Waterfall-logging is a Python package to log (distinct) column counts in a DataFrame, export it as a Markdown table and plot a Waterfall statistics figure.

It provides an implementation in Pandas PandasWaterfall and PySpark SparkWaterfall.

Project overview

The documentation consists of four separate parts

  1. Tutorials are learning-oriented
  2. How-To Guides are task-oriented
  3. Reference is the technical documentation
  4. Explanation is understanding-oriented

Quickly find what you're looking for depending on your use case by looking at the different pages.

How to install

Install Waterfall-logging from PyPi

pip install waterfall-logging

Usage

import pandas as pd
from waterfall_logging.log import PandasWaterfall

bicycle_rides = pd.DataFrame(data=[
    ['Shimano', 'race', 28, '2023-02-13', 1],
    ['Gazelle', 'comfort', 31, '2023-02-15', 1],
    ['Shimano', 'race', 31, '2023-02-16', 2],
    ['Batavia', 'comfort', 30, '2023-02-17', 3],
], columns=['brand', 'ride_type', 'wheel_size', 'date', 'bike_id'])

bicycle_rides_log = PandasWaterfall(table_name='rides', columns=['brand', 'ride_type', 'wheel_size'],
    distinct_columns=['bike_id'])
bicycle_rides_log.log(table=bicycle_rides, reason='Logging initial column values', configuration_flag='')

bicycle_rides = bicycle_rides.loc[lambda row: row['wheel_size'] > 30]
bicycle_rides_log.log(table=bicycle_rides, reason='Remove small wheels',
    configuration_flag='small_wheel=False')

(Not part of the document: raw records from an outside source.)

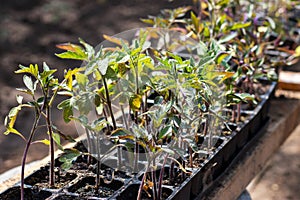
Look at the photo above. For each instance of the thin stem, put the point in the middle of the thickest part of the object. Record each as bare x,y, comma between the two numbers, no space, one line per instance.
98,165
32,131
51,149
109,104
159,193
89,143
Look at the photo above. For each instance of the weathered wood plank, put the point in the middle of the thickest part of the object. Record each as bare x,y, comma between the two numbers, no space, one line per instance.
284,117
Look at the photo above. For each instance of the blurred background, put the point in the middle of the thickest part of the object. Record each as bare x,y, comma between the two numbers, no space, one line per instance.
29,31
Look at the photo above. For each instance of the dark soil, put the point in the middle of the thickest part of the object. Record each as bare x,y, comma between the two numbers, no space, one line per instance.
40,179
86,187
29,31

print(bicycle_rides_log.to_markdown())

| Table   |   brand |   Δ brand |   ride_type |   Δ ride_type |   wheel_size |   Δ wheel_size |   bike_id |   Δ bike_id |   Rows |   Δ Rows | Reason                        | Configurations flag   |
|:--------|--------:|----------:|------------:|--------------:|-------------:|---------------:|----------:|------------:|-------:|---------:|:------------------------------|:----------------------|
| rides   |       4 |         0 |           4 |             0 |            4 |              0 |         3 |           0 |      4 |        0 | Logging initial column values |                       |
| rides   |       2 |        -2 |           2 |            -2 |            2 |             -2 |         2 |          -1 |      2 |       -2 | Remove small wheels           | small_wheel=False     |